“Some Members of Congress have consistently posed questions as to the most effective means of improving foreign government compliance with IPCA standards and processes, and have at times criticized the State Department for refusing to implement potentially more coercive foreign policy tools, such as sanctions. Such arguments have informed several instances in which high-level engagement, coupled with threats to foreign countries’ economic or trading benefits, appears to have preceded the resolution of certain IPCA cases.”
“Many experts and policymakers agree that international displacement of a child from his or her home environment to another, with potentially different social structures, cultures, and languages, can cause emotional and psychological harm to the child.”
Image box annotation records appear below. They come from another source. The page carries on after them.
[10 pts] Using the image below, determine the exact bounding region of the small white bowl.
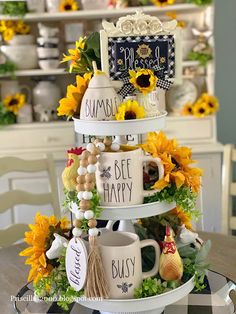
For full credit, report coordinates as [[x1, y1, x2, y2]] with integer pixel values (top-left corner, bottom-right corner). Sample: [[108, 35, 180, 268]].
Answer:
[[37, 47, 60, 59], [0, 45, 38, 70], [8, 34, 35, 46], [39, 59, 60, 70], [37, 37, 59, 46]]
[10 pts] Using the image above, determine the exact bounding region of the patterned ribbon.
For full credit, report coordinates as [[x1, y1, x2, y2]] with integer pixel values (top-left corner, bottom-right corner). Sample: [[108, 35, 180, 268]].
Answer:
[[115, 65, 173, 98]]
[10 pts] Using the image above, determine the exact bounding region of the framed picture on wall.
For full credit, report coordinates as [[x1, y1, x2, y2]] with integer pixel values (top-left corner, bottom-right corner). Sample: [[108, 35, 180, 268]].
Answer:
[[100, 11, 182, 87]]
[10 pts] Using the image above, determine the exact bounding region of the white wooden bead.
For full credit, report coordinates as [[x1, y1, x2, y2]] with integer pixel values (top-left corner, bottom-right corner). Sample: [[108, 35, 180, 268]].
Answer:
[[77, 166, 87, 176], [77, 191, 84, 201], [75, 210, 84, 220], [86, 143, 95, 153], [87, 165, 97, 173], [111, 142, 120, 152], [89, 228, 99, 237], [72, 228, 83, 237], [84, 210, 94, 220], [96, 142, 106, 152], [83, 191, 93, 200]]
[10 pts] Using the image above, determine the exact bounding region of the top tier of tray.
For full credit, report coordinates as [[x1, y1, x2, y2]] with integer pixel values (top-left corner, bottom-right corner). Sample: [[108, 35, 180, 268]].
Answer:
[[73, 111, 167, 136]]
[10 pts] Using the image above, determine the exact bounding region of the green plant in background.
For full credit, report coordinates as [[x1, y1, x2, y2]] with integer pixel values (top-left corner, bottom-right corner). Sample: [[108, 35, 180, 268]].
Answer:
[[188, 51, 213, 66], [0, 61, 17, 79], [186, 0, 213, 5], [0, 102, 16, 126], [1, 1, 28, 17]]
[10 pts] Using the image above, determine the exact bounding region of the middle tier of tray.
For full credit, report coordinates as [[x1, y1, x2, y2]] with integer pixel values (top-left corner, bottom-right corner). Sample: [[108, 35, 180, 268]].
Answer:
[[99, 202, 176, 220], [73, 111, 167, 136]]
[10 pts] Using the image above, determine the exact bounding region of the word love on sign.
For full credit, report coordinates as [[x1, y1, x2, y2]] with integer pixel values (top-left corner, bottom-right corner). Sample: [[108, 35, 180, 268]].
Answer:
[[66, 238, 88, 291]]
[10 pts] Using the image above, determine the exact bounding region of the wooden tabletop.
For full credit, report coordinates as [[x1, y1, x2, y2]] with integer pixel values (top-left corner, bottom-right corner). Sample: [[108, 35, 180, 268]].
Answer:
[[0, 232, 236, 314]]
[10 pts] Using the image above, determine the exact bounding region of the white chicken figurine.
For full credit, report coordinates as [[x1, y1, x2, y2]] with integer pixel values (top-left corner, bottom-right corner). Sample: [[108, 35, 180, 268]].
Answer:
[[159, 225, 183, 281]]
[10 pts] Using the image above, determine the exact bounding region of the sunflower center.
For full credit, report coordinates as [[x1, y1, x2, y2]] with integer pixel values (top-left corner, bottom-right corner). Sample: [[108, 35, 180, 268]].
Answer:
[[65, 4, 72, 11], [125, 110, 136, 120], [9, 98, 18, 106], [171, 157, 180, 170], [199, 108, 205, 113], [136, 74, 150, 87]]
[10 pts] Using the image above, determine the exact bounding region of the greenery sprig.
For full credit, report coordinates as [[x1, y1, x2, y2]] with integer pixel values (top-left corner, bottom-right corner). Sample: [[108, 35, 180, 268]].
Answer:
[[1, 1, 28, 17], [144, 184, 199, 216]]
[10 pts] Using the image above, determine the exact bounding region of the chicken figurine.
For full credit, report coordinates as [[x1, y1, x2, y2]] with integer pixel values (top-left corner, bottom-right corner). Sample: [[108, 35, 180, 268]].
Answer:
[[159, 225, 183, 281], [62, 147, 84, 192]]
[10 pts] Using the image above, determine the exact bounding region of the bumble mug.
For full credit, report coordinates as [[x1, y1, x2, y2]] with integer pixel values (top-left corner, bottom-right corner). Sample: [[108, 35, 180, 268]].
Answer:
[[96, 146, 164, 206], [98, 231, 160, 299]]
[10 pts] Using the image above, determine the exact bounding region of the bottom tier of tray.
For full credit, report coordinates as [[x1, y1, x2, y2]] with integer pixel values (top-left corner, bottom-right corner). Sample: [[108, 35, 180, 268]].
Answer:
[[78, 277, 194, 314]]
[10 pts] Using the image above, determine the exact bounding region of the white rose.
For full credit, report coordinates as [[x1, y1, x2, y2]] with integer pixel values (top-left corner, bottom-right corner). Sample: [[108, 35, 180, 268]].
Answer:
[[135, 20, 148, 35], [117, 20, 134, 35]]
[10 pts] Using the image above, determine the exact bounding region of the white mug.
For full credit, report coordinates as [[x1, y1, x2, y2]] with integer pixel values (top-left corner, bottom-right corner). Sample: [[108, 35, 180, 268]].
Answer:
[[98, 231, 160, 299], [96, 146, 164, 206]]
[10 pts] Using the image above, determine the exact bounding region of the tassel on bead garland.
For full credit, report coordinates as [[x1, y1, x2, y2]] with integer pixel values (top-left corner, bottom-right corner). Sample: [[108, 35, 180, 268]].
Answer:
[[85, 236, 109, 299]]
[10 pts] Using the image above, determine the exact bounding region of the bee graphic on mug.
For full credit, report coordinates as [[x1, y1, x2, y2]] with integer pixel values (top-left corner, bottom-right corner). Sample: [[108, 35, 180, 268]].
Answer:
[[117, 282, 133, 293], [100, 167, 111, 179]]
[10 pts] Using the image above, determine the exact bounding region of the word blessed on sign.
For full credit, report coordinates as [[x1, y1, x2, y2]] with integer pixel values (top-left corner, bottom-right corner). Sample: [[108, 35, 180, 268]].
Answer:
[[66, 238, 87, 291], [108, 35, 175, 79]]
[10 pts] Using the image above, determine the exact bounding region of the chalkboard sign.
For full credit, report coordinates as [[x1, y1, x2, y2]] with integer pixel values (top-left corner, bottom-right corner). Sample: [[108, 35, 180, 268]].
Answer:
[[100, 11, 182, 86], [108, 35, 175, 80]]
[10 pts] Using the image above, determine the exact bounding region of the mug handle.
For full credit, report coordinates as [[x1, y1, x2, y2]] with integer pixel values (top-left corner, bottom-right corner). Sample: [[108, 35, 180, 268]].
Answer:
[[140, 239, 161, 279], [143, 156, 164, 197], [20, 85, 31, 104]]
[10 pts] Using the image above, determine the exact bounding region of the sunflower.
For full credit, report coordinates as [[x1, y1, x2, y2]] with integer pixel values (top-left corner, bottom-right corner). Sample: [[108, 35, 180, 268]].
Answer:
[[170, 206, 192, 230], [151, 0, 175, 7], [129, 69, 157, 95], [181, 102, 193, 116], [141, 132, 202, 192], [15, 21, 30, 34], [193, 99, 210, 118], [2, 28, 15, 41], [200, 93, 220, 114], [19, 213, 69, 283], [3, 93, 26, 115], [59, 0, 79, 12], [57, 73, 92, 117], [61, 37, 86, 72], [116, 99, 146, 120]]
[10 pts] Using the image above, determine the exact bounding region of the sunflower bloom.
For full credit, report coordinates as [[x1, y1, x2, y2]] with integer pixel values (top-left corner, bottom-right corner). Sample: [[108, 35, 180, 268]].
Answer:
[[129, 69, 158, 95], [116, 99, 146, 120], [19, 213, 69, 283], [181, 103, 193, 116], [193, 99, 210, 118], [57, 73, 92, 117], [61, 37, 86, 72], [3, 93, 26, 115], [200, 93, 220, 114], [151, 0, 175, 7], [59, 0, 79, 12]]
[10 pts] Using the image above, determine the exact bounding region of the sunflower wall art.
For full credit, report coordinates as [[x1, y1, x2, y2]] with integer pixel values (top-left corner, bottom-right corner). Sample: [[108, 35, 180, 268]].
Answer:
[[181, 93, 220, 118]]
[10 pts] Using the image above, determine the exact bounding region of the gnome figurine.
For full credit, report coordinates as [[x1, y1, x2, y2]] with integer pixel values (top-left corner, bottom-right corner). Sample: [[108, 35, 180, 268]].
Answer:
[[159, 225, 183, 281]]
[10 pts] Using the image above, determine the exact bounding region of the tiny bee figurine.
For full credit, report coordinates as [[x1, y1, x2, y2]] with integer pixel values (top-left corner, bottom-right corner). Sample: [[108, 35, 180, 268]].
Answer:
[[100, 167, 111, 179], [117, 282, 133, 293]]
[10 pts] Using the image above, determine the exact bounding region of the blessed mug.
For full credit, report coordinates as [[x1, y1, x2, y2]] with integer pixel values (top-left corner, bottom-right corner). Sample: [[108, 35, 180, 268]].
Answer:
[[96, 146, 164, 206], [98, 231, 160, 299]]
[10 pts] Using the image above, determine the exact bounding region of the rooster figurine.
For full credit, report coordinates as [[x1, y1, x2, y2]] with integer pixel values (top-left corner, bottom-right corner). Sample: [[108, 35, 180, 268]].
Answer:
[[62, 147, 84, 191], [159, 225, 183, 281]]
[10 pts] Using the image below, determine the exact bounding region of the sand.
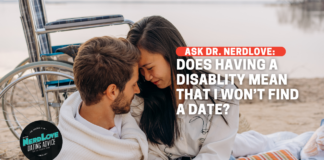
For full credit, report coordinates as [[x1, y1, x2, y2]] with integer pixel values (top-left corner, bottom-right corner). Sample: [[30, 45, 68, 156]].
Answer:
[[0, 78, 324, 159]]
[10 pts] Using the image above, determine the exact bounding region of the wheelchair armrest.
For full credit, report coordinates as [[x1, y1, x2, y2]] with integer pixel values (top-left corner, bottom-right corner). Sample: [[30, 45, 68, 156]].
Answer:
[[36, 14, 133, 34], [45, 14, 124, 30]]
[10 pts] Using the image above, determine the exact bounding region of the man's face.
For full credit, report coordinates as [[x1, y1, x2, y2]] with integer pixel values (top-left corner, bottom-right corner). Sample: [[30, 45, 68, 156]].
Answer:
[[111, 64, 140, 114]]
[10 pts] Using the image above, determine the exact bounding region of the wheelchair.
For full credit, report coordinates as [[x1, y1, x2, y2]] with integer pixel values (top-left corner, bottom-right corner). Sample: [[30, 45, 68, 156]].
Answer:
[[0, 0, 133, 155]]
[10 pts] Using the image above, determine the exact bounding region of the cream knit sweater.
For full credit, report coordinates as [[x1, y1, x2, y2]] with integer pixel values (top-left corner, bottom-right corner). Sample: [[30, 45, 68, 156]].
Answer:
[[56, 92, 148, 160]]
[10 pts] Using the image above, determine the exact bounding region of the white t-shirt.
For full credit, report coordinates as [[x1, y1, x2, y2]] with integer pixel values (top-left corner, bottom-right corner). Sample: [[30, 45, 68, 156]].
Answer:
[[75, 103, 122, 139]]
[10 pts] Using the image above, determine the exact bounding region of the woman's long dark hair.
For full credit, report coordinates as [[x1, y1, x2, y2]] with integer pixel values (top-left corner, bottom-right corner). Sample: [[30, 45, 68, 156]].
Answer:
[[127, 16, 227, 147]]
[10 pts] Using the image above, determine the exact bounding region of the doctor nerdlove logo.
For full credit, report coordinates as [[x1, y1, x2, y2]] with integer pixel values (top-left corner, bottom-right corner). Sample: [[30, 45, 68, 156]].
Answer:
[[20, 121, 63, 159]]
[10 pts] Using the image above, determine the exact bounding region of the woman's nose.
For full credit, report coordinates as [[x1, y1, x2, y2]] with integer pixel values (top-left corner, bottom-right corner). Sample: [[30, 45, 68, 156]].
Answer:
[[144, 70, 153, 81]]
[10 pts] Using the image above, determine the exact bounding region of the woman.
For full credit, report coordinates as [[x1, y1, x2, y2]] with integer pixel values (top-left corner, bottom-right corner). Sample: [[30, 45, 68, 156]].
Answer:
[[127, 16, 239, 160]]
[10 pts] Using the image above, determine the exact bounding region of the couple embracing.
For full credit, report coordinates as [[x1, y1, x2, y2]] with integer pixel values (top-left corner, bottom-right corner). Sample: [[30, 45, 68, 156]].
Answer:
[[56, 16, 239, 160]]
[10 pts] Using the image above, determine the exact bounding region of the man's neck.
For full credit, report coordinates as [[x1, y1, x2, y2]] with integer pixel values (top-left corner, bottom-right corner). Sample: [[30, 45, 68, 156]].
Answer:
[[79, 101, 115, 130]]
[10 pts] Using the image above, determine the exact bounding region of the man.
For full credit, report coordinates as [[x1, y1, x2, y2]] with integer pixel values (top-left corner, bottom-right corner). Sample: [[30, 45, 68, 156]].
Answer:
[[56, 36, 148, 160]]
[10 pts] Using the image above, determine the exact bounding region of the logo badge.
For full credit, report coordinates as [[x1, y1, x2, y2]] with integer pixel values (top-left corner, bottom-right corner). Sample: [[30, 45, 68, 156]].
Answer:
[[20, 121, 63, 160]]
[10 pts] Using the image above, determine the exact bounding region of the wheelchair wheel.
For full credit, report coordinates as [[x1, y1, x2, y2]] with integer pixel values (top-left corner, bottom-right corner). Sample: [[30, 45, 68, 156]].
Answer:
[[0, 61, 76, 144]]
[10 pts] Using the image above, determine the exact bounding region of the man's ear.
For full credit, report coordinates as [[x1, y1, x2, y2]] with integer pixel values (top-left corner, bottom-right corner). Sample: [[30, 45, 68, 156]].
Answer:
[[104, 84, 119, 101]]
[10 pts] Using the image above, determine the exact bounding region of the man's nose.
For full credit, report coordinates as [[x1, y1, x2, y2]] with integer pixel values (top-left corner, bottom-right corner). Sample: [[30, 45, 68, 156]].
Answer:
[[134, 83, 141, 94]]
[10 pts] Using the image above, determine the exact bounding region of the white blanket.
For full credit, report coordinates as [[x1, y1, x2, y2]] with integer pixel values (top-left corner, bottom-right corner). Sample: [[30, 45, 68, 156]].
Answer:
[[56, 92, 148, 160]]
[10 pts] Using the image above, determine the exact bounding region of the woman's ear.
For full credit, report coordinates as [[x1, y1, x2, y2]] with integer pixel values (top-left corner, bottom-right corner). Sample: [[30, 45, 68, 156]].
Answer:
[[104, 84, 119, 101]]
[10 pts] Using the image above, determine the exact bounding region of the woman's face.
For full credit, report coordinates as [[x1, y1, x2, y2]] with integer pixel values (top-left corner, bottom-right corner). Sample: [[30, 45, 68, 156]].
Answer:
[[139, 48, 171, 89]]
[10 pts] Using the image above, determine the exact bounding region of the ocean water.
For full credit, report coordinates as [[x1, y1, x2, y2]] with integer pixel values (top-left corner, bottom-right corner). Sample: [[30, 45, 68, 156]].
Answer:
[[0, 0, 324, 78]]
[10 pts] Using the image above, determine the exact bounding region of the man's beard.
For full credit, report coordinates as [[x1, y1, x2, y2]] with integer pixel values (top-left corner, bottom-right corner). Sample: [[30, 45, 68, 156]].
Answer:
[[111, 92, 134, 114]]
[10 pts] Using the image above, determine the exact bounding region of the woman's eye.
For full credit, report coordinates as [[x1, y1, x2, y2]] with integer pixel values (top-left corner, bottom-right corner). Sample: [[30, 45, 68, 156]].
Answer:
[[140, 69, 144, 76]]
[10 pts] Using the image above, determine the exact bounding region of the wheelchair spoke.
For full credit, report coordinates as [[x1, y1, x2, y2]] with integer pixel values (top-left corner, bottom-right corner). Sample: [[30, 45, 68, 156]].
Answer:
[[13, 86, 45, 115]]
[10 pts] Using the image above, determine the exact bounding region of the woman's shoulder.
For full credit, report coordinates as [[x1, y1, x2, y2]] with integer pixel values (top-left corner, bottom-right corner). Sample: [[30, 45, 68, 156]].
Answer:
[[130, 95, 144, 123]]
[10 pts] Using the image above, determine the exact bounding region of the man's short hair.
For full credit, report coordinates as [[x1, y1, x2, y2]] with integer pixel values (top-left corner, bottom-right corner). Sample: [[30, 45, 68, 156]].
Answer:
[[73, 36, 140, 105]]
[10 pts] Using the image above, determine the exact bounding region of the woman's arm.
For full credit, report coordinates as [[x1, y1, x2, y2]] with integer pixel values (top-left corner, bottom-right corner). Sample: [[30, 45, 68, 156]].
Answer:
[[195, 85, 239, 160], [121, 113, 148, 160]]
“Responding to this issue, Congress has enacted legislation pertaining to IPCA, engaged in individual cases of abducted children, and conducted oversight of executive branch actions in this area. Congress has held 11 hearings on the subject since 2014, and some Members have on occasion blocked legislation unrelated to IPCA until specific cases were resolved.”
"IPCA will likely continue to be a significant issue for American citizens and U.S. foreign policy, leading Congress to consider options for addressing specific cases and to pursue the broader foreign policy efforts to address this problem. As it considers policy options, Congress may examine the potential and alleged impacts of sanctions, technical assistance, and high-level outreach on compliance and on countries’ willingness to accede to the Hague Convention. In recent years, Congress has raised legislative options for strengthening the U.S. response to IPCA. It may continue to engage this issue through public hearings, direct involvement in specific cases, legislation, and oversight of the State Department Office of Children’s Issues."